3 out of 5
Directed by: Fritz Lang
A prototype of the trite ‘love saves the day’ setup, given visual zip by iconic director Fritz Lang, who brings a touch of gothic to things with his looming representation of death and surrealist afterworld.
Destiny is a “song in six verses,” with verses 3-5 doing the anthology jig by representing three tales of lovers wrest apart by death, in which the male and female consorts are portrayed by the same two actors. This is an extension of the framing plot, in which Death challenges a recently widowed lass (Lil Dagover) to save one of the couples in the three featured tales in exchange for her husband being brought back to life. Adding some life to this mix is Lang’s (and actor Bernhard Goetze’s) take on Death: not as a trickster, taking pleasure in his life-taking, but as a haunted man exhausted by his tasks, hoping our leading lady can succeed in his challenge and he thus not have to bear the burden of taking so many souls. The haunting set of a walled off afterlife and candle-lit hall representing soon-to-flicker-out souls is appropriately dreary, with Death’s ghastly makeup and expressively dour expression selling his sorrow. There’s also some interesting moral quandaries for the time, with Dagover later offered the option of bargaining a living soul for hubby; that is, get someone else to take his dead place.

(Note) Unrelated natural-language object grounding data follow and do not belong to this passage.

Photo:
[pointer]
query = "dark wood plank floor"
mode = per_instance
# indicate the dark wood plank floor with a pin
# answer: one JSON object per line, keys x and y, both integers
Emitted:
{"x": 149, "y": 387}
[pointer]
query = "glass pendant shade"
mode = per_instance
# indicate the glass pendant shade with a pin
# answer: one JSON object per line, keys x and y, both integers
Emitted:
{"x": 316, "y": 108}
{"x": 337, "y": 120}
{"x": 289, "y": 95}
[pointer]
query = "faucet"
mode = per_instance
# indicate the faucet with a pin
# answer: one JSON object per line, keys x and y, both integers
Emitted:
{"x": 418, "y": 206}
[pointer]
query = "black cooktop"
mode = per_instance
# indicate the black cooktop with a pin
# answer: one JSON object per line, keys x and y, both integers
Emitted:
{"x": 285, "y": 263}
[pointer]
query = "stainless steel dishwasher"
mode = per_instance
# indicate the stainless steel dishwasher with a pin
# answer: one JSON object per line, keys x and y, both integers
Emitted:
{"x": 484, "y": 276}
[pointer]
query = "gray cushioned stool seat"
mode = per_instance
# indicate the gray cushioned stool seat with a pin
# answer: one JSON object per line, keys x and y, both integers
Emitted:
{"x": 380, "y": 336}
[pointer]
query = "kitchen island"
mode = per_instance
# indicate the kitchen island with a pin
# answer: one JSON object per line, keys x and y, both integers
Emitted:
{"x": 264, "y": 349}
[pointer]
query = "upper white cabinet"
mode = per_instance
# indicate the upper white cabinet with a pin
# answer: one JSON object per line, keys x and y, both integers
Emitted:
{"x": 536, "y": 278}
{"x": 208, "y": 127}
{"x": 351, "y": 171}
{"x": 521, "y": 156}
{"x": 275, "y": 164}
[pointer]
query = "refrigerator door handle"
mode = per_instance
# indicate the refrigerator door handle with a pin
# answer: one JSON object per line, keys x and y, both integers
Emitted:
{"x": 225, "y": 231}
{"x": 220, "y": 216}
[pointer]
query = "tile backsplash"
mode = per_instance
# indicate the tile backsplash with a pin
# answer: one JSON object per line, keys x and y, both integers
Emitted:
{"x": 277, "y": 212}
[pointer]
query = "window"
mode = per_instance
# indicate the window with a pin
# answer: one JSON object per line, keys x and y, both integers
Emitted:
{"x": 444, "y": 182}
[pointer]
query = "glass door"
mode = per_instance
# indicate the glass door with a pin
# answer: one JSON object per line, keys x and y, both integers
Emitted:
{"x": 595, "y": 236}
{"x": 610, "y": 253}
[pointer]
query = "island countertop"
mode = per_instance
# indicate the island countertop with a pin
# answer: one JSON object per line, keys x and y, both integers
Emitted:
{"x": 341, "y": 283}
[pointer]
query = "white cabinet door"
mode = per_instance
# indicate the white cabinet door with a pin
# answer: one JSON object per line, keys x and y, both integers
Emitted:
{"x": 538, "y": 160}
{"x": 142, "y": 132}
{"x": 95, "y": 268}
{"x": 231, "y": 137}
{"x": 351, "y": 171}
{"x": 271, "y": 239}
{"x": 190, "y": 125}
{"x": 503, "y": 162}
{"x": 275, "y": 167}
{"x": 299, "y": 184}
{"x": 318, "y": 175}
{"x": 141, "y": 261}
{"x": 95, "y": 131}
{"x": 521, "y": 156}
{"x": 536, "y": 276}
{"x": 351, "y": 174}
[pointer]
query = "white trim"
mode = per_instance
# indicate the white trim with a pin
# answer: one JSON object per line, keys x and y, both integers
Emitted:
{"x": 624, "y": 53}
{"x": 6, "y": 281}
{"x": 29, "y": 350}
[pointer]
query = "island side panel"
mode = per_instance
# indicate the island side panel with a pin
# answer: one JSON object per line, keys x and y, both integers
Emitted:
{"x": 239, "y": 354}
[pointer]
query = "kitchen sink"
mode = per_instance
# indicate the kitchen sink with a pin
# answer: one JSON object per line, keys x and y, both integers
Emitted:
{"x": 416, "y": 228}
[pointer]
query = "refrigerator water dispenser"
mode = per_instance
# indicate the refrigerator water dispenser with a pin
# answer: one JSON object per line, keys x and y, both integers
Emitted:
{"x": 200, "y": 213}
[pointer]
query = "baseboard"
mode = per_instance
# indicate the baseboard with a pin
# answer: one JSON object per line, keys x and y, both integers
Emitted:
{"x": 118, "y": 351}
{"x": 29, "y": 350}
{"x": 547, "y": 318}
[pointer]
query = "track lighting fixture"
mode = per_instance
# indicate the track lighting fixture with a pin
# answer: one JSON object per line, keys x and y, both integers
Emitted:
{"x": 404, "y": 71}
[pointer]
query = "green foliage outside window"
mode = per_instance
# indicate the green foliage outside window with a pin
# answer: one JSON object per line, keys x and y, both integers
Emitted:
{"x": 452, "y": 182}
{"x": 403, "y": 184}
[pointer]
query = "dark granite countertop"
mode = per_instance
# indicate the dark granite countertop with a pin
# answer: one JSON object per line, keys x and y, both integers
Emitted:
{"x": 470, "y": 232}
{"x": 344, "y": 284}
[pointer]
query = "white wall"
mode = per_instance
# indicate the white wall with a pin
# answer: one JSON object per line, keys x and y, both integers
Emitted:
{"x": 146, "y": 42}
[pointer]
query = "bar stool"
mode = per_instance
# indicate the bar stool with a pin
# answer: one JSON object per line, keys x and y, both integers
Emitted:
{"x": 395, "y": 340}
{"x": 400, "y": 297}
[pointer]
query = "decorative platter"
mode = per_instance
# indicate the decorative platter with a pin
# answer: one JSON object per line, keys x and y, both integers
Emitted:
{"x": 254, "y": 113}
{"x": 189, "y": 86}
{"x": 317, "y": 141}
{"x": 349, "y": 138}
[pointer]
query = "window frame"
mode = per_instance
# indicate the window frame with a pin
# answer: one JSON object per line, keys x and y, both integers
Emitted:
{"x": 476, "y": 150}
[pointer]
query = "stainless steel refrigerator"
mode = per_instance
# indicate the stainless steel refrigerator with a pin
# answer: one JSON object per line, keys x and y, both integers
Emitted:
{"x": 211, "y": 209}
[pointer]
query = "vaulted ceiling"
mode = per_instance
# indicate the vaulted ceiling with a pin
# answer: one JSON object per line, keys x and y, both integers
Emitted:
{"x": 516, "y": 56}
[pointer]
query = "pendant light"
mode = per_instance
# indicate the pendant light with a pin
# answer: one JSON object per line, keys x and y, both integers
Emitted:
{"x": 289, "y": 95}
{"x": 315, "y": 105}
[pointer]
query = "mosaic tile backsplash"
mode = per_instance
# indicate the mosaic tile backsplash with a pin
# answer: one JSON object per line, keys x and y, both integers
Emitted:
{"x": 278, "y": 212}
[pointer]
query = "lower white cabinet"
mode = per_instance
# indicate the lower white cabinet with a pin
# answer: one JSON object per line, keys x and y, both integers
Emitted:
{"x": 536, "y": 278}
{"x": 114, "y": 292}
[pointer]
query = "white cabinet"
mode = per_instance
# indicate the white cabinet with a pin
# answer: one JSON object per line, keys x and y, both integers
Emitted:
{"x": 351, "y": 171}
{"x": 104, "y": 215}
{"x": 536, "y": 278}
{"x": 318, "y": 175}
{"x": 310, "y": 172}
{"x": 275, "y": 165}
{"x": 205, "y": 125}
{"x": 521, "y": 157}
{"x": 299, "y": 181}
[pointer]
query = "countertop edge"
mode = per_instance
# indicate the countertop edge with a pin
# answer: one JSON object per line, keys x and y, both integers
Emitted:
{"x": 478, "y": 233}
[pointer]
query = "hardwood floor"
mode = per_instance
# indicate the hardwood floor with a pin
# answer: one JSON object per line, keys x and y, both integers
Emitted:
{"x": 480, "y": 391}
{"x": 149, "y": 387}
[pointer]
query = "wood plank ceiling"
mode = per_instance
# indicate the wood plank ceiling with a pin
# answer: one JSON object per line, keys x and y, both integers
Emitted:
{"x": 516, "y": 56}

This all boils down to that rather trite, aforementioned trope: love saves the world and la dee da, so beyond Lang’s competence with storytelling, there’s not wholly too much to the movie. It’s also tonally a bit uneven, with one of the vignettes veering into comedy, whereas the other two remain rather grim. That aside, and besides the historical importance of Lang’s body of work, there’s some impressively staged action and special effects to behold.
The restoration showing on Netflix is very crisp, with a lively score that helps to keep those with silent-movie ADD invested.